That isn’t to say the arrival of McClaren at St James’ Park is necessarily a prelude to disaster. He’s not a bad manager, but for too long the club has operated on a principle of adequacy rather than with any real verve or aspiration. Indeed, it seems the remit of Newcastle these days is one that centres on a contentment to simply coast.
Last season’s brush with relegation was unplanned, of course, a monumental backfire of the policy of doing things on the cheap. And naturally, the exit of former boss Alan Pardew, for all his faults, didn’t help; chiefly because his replacement was John Carver.
But in any case, don’t be fooled into thinking that last term’s catastrophe will bring about radical change. While it was a wakeup call to improve for sure, it would be difficult not to improve on the club’s worst run of top-flight form for over a century. A few players will be bought, though unlikely any of particular significance. Over paying for Charlie Austin is probably going to be as good as it gets.
In fairness, Austin would be a decent signing, in the same breath as McClaren isn’t a bad head coach, yet with this so-called ‘new era’, there seems to be an enduring feeling of constriction. McClaren’s been briefed in advance that he won’t have the final say over transfers and although the official party line on cup competitions might have been revised, again, don’t believe anything until you see it.
Newcastle fans are for the most part not outraged by the decision to hire McClaren, they are simply underwhelmed. Regardless of the 15th placed finish last season or the 16th placed finish two years ago, it had been hoped that the 19th richest club in world football with average ticket gates exceeding the likes of Manchester City, Inter Milan and Liverpool, could afford to attract a name of some sort, or at the very least might try to. The frustration is not really that Newcastle decided on McClaren, it’s that there appeared to be so many unexplored alternatives, even after managing director Lee Charnley claimed there were 80 candidates interested in the role.
Despite what Craig Bellamy thinks, Geordies are under no delusions that their club is not what it once was. They know all too well that the days of Alan Shearer, David Ginola and Peter Beardsley have come and gone. Still, Newcastle remains one of the English game’s sleeping giants. To some, that’ll seem an unbearable cliché, but only because it has been allowed it become one. When Newcastle finished fifth in the 2011-12 campaign, it was an insight into what is possible, but rather than invest and build on that achievement, in the years since the club has moved to routinely sell its best players and willingly consign itself to mid-table.
Realistically, the vast majority of Newcastle fans don’t expect top four or top six. Nevertheless, given the amount of money swirling around the club, it is disappointing that they aren’t even producing back-to-back seasons in the top half. In the immediate future, that’s what fans would like to see with the long-term aim being a return to the Europa League.
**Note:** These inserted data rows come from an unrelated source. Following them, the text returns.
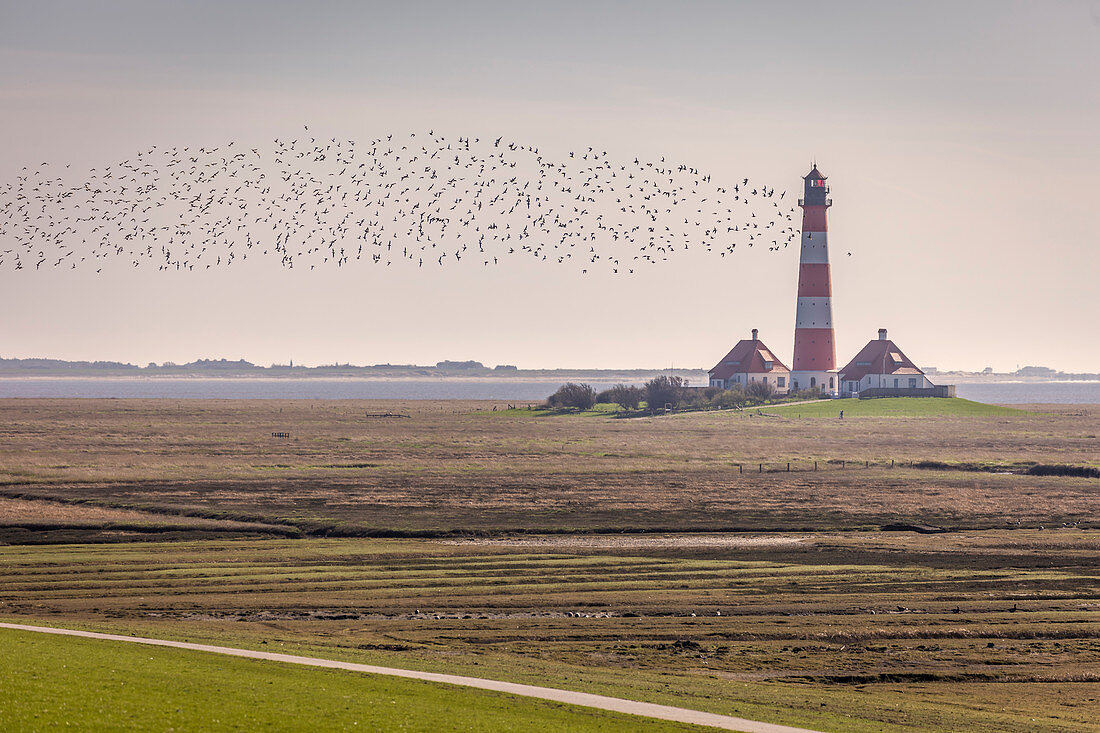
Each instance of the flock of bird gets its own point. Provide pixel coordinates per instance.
(422, 200)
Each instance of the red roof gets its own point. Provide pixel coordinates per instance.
(879, 357)
(747, 357)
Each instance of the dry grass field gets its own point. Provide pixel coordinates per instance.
(651, 558)
(989, 631)
(462, 468)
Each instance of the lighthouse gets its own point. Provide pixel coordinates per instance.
(814, 364)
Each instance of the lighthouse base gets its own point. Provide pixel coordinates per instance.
(827, 382)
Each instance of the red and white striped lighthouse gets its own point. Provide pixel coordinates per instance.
(814, 365)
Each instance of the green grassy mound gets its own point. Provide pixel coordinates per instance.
(50, 681)
(894, 407)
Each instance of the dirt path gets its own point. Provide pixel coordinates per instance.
(583, 699)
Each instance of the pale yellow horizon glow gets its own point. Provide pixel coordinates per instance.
(959, 141)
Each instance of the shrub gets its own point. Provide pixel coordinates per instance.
(661, 391)
(581, 396)
(626, 396)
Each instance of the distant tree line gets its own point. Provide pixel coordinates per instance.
(664, 393)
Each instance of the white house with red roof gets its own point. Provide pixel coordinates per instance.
(750, 361)
(881, 364)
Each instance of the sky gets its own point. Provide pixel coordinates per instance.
(959, 141)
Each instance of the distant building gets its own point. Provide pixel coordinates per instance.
(881, 364)
(751, 361)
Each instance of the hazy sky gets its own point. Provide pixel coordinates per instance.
(960, 141)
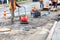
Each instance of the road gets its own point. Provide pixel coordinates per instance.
(56, 35)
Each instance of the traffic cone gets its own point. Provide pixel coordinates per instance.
(4, 13)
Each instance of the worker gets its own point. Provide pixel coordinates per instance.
(12, 8)
(41, 4)
(55, 3)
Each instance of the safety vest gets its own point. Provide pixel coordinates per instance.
(47, 5)
(12, 5)
(55, 0)
(33, 8)
(41, 0)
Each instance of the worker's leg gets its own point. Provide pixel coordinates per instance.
(55, 4)
(41, 5)
(12, 16)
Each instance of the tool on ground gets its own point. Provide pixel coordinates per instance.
(23, 18)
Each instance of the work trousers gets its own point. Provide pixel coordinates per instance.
(12, 16)
(41, 5)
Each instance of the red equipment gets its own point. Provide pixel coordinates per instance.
(23, 18)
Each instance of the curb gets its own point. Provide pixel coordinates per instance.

So, what’s to say McClaren won’t deliver that? Admittedly, he may yet prove all of his doubters wrong, but supporters can only go by what’s come before. His CV is certainly a mixed bag. The five-year spell in charge of Middlesbrough which yielded a League Cup win and an appearance in the Europa League final or the Eredivisie title triumph with Twente are duly counterposed by less than desirable stints at the helm of England, Wolfsburg and Nottingham Forrest. His last job saw him sacked by Derby County after he failed to guide them to promotion.
McClaren will receive backing from Newcastle’s fans, initially anyway, and won’t be judged until after an extended run of results are in. There is no hiding from the fact though, that he was never their first choice. At a crucial crossroads for the club that demanded an injection of fresh ideas and personality, Ashley has once again gone for the easiest option.